Sha Shin Magazine Vol. 2: Mosaic
The second volume of Tokyo-based photography culture magazine “Sha Shin” opens with new series by the photographers Mari Katayama, Ayano Sudo, Sohei Nishino, Sakiko Nomura, Yang Seung-Woo, Leslie Kee, Miyako Ishiuchi and Seiichi Furuya.
The issue’s subtitle “Mosaic” serves as the overall editorial theme – to build a larger picture of contemporary (Japanese) society through the smaller visions and impressions of photographers and artists who confront society’s issues from a multitude of angles.
The English translations include all of the eight artists’ statements as well as long essays by Shun Kobayashi and Kotaro Iizawa.
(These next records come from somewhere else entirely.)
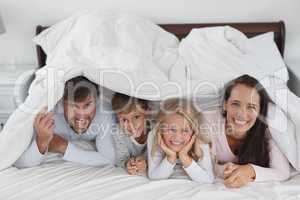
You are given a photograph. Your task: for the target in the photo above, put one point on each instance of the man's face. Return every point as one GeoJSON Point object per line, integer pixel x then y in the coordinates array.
{"type": "Point", "coordinates": [79, 115]}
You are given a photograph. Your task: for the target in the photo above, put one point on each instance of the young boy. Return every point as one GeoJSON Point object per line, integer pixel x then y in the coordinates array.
{"type": "Point", "coordinates": [131, 136]}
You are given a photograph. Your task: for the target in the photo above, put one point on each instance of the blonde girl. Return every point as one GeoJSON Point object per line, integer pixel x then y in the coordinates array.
{"type": "Point", "coordinates": [176, 149]}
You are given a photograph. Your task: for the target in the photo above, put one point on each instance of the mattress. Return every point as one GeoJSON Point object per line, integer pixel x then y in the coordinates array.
{"type": "Point", "coordinates": [66, 180]}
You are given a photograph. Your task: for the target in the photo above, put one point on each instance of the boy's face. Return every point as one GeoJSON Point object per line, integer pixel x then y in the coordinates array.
{"type": "Point", "coordinates": [79, 115]}
{"type": "Point", "coordinates": [133, 122]}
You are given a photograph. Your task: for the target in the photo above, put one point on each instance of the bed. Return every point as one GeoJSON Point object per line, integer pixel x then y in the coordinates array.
{"type": "Point", "coordinates": [63, 180]}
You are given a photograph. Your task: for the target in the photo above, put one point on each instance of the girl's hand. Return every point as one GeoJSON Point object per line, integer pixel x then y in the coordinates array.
{"type": "Point", "coordinates": [141, 164]}
{"type": "Point", "coordinates": [171, 155]}
{"type": "Point", "coordinates": [131, 167]}
{"type": "Point", "coordinates": [240, 176]}
{"type": "Point", "coordinates": [183, 155]}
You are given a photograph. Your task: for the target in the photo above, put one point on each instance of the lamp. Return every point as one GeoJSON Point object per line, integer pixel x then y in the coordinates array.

Please note that other texts included in the magazine are only available in Japanese.
“In this second issue of Sha Shin, we focus on works by a number of photographers who each examine reality and its problems from their own perspective.
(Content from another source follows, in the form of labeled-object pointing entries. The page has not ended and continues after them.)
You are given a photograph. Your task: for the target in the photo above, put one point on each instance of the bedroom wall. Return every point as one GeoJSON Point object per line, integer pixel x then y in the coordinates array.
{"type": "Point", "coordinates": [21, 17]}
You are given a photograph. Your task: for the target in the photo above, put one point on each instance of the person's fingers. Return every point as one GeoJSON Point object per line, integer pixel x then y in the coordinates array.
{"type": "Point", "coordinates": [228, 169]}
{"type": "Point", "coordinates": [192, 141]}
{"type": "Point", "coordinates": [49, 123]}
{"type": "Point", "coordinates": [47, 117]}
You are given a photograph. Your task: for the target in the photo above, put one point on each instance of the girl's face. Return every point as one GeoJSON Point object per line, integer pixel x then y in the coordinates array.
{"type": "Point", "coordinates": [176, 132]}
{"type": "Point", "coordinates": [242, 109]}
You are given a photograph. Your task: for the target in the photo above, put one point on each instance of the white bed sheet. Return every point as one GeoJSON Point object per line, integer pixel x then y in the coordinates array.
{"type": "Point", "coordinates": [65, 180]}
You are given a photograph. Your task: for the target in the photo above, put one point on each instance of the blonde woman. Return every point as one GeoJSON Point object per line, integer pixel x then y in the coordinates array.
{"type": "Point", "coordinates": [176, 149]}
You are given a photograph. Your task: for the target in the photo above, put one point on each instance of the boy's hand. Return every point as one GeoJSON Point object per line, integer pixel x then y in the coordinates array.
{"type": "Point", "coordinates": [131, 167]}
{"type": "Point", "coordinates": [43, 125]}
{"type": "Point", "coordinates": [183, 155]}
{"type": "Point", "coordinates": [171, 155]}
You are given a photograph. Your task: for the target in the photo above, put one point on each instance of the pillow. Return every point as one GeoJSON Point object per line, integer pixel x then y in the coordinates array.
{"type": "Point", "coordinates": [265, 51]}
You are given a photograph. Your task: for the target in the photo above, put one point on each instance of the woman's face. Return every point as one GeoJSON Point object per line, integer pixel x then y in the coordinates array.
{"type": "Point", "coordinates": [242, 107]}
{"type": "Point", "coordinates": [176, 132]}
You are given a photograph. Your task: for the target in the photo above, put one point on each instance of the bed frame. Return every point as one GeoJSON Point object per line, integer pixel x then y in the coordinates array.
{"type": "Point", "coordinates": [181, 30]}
In an age where the diversity of our lives is called into question in various regards, we felt that focusing on one issue under the narrow umbrella of a single specific word may run the risk of creating further division.
By bringing together fragments such as photographs and texts, each with their own background and meaning, we thought it should be possible to draw a bigger map of various issues faced by society, just like a colorful mosaic.
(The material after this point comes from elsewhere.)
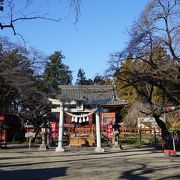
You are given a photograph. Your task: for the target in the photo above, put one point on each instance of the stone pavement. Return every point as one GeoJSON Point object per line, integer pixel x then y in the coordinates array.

'Mosaic' describes a technique of arranging small colored stones, ceramic or glass fragments so that together they form an image. The name comes from the Greek “mousa,” as temples dedicated to the Muses were once decorated in this manner. In Japan, the term includes different connotations, since the mosaic (the Japanese word for pixelation) is used to blur and conceal images, either for privacy protection or in the world of adult video.
A photograph is composed of single pixels or particles. At the same time, the photograph itself only shows a fragment of the world.
Step too close to a piece and it disappears from view. Seen from a distance, the fragments join together, begin to resonate, and form a different way of regarding the world.
We hope that this mosaic created from individual moments of photographers taking a closer look at their surroundings may act as a chance, both for those who take photographs and those who look at them, to find new perspectives within a world in need of more diversity.”